If you had, you'd realize how un-pragmatic you're being.

"Still, while James did want us to believe, he also wanted us to give up 
“ideologies.” He called pragmatism “[t]he attitude of looking away from first things, 
principles, ‘categories,’ supposed necessities; and of looking towards last things, 
fruits, consequences, facts.” Pragmatists can have principles but not self-verifying 
ones; they renounce any certainties that are based on claims of universal necessity.  In 
our world of chance and change, things may not go the way we want either intellectually 
or practically, so we have to look to the developing world of actions and results for 
support of, and challenges to, our most cherished faiths. The final test of even our 
logic is how well it leads us to act and live. Pragmatists therefore think, and act, 
provisionally, or subject to later changes in course."

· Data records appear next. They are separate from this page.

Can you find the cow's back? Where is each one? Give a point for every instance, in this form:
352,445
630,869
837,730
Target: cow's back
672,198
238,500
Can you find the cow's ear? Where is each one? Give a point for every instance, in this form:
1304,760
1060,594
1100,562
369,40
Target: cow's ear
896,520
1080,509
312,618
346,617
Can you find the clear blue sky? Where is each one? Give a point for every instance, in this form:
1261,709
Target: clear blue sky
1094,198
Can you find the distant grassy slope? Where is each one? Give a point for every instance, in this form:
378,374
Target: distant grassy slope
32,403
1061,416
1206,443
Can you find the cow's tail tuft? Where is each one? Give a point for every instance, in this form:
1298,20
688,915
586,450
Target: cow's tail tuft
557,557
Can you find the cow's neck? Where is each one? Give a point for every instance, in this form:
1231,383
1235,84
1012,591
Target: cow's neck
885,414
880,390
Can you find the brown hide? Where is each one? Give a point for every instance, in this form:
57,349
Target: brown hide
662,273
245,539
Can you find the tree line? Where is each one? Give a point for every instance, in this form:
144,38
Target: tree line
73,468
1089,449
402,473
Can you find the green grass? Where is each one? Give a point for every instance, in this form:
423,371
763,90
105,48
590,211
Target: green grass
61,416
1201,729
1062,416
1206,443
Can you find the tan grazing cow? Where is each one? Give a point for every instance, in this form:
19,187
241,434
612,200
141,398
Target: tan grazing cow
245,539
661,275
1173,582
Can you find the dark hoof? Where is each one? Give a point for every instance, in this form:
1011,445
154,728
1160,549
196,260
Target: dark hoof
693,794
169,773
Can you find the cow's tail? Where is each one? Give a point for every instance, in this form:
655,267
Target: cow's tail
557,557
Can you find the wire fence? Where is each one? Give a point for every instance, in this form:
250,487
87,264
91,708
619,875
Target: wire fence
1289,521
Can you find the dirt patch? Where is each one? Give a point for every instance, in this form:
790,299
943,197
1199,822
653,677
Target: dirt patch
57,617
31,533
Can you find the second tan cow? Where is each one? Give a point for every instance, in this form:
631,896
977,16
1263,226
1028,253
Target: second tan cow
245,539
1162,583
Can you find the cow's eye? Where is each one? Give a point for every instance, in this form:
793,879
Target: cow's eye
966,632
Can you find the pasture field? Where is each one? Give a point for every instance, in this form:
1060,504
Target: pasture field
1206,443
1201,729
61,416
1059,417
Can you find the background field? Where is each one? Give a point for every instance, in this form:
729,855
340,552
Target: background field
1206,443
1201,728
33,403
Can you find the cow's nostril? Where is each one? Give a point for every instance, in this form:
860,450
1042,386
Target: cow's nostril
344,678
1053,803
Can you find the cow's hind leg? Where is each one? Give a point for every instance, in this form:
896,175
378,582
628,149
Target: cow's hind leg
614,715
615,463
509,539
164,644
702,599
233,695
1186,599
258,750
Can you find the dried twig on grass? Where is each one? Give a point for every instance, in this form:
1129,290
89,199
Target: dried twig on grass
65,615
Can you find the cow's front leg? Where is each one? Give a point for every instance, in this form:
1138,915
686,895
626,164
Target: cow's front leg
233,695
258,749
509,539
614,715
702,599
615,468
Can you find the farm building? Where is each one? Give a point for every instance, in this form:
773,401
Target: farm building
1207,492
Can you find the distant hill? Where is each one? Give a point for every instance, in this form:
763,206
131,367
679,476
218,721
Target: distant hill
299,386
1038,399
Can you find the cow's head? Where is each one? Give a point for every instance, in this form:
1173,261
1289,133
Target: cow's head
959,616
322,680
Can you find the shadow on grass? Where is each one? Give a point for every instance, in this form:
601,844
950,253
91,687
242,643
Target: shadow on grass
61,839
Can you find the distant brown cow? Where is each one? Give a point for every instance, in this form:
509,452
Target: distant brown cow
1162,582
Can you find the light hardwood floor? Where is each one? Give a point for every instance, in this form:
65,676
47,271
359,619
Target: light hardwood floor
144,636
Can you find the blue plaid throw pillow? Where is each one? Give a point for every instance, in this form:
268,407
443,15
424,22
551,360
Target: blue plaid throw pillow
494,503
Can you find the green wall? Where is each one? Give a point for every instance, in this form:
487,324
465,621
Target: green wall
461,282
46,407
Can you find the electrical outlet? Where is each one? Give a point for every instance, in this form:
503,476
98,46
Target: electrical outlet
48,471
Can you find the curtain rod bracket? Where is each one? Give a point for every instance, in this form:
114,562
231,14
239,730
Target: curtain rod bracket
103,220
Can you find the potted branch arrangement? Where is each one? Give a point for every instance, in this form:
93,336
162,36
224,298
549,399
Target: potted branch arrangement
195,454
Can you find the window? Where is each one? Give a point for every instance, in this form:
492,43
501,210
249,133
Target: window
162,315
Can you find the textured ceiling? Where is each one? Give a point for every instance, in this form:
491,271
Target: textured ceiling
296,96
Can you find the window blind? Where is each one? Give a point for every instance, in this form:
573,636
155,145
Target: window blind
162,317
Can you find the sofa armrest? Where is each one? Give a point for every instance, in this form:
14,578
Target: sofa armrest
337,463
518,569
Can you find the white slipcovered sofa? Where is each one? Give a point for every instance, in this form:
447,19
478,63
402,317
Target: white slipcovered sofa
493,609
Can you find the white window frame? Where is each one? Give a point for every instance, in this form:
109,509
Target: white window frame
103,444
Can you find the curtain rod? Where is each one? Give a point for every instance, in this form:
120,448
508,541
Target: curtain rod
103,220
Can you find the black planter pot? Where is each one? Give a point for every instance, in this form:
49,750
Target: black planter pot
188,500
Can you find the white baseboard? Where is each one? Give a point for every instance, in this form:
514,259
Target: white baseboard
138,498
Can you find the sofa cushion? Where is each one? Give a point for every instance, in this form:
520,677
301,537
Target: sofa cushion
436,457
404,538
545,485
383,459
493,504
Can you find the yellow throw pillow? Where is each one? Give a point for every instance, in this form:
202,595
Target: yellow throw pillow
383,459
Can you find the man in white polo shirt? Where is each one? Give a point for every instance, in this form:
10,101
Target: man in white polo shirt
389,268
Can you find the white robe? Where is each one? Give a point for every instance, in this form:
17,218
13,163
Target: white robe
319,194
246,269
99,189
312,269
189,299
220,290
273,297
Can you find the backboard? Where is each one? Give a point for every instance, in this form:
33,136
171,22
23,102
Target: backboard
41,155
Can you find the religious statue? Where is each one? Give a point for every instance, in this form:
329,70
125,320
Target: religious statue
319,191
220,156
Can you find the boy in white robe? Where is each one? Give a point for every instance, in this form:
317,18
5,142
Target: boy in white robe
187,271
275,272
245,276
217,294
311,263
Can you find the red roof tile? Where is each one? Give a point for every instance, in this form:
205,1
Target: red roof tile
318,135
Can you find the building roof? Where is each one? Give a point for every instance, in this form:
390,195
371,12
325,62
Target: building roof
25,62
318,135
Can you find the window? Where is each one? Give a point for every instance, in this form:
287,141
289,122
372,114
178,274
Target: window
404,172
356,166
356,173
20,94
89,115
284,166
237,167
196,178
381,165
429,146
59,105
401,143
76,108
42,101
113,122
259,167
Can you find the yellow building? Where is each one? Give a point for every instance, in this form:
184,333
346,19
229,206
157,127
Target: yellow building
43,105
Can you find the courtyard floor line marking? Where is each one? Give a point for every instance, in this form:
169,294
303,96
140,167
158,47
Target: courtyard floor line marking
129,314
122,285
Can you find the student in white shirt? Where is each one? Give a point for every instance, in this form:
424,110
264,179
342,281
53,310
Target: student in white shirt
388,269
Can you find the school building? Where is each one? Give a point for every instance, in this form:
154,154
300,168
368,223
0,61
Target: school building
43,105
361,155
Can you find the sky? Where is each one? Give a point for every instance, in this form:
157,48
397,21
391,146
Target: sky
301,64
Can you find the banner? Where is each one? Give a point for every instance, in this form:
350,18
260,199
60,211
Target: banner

"In 2006, Obama, then the junior senator from Illinois wrote in his memoir “The 
Audacity of Hope”, that the Constitution, rather than being a dead document based on 
settled principles, is “designed to force us into a conversation” and offers “a way by 
which we argue about our future.” And he criticized his own Democratic party for failing 
to bring new ideas to this argument, having become “the party of reaction”: “In reaction 
to a war that is ill-conceived, we appear suspicious of all military action. In reaction 
to those who proclaim the market can cure all ills, we resist efforts to use market 
principles to tackle pressing problems. In reaction to religious overreach, we equate 
tolerance with secularism and forfeit the moral language that would help infuse our 
policies with a larger meaning.” Obama challenged both parties to leave behind their 
ideological boilerplate and develop something new, something that all Americans can come 
to believe in."

And how do you guys respond? In knee-jerk fashion with the same old ideological 
boilerplate we've all heard a thousand times, that's how.


Sigh.

Troll, troll, troll away...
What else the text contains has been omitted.